The autoMode.hard_deny field blocks tool calls unconditionally inside the auto-mode classifier — user intent and allow exceptions do not apply.

Three Deny Layers, Not One

Claude Code stacks three distinct deny mechanisms. They run at different stages and offer different guarantees:

Mechanism Layer Override path
permissions.deny Pre-classifier None — deny-first precedence, evaluated before the classifier
autoMode.hard_deny Inside classifier None — user intent and allow do not apply
autoMode.soft_deny Inside classifier Overridable by allow exceptions or explicit user intent

hard_deny shipped in Claude Code 2.1.136 (2026-05-08): "Added settings.autoMode.hard_deny for auto mode classifier rules that block unconditionally regardless of user intent or allow exceptions" (Claude Code changelog).

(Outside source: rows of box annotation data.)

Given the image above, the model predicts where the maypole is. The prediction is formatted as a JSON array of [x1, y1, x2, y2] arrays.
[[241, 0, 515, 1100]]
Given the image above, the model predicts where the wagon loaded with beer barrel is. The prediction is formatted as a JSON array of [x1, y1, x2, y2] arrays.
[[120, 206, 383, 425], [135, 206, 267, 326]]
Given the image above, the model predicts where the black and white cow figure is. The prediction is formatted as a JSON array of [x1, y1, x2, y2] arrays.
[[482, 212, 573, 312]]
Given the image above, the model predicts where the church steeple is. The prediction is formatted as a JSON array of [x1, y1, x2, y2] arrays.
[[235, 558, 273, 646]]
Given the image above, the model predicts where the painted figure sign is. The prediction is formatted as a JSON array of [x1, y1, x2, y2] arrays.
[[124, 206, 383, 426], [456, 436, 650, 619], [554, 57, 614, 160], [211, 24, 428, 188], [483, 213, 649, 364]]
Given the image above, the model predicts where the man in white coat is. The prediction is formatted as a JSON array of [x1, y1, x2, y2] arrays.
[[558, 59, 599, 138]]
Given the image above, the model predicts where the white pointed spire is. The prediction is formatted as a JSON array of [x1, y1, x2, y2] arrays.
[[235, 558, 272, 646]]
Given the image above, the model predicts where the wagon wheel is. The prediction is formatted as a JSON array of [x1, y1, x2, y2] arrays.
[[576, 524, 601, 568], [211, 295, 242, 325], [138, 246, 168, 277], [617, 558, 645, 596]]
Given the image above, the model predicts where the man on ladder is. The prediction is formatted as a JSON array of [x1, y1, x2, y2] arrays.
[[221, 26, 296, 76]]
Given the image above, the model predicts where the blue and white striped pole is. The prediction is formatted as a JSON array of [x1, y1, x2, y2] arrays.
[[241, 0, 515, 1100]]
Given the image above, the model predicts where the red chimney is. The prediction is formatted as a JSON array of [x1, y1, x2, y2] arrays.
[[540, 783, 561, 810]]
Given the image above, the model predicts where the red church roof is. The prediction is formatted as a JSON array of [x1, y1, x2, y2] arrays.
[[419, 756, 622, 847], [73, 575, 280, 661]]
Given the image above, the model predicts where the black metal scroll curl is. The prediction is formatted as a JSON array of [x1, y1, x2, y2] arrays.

permissions.deny is the deterministic, pre-classifier floor. hard_deny is the inside-classifier floor — still evaluated by an LLM, but unaffected by the argumentation that can lift a soft_deny. For actions that must never run regardless of intent or classifier config, the permissions docs direct you to permissions.deny in managed settings; it blocks before the classifier is consulted.

Precedence Inside the Classifier

Auto mode's classifier evaluates its four list fields in this order (Configure auto mode):

graph TD
    A[Classifier sees tool call] --> B{hard_deny match?}
    B -->|Yes| X[Block - no override]
    B -->|No| C{soft_deny match?}
    C -->|No| G[Allow]
    C -->|Yes| D{allow exception?}
    D -->|Yes| G
    D -->|No| E{Explicit user intent?}
    E -->|Yes - exact action| G
    E -->|No| X2[Block]

"hard_deny rules block unconditionally. User intent and allow exceptions do not apply." (Configure auto mode)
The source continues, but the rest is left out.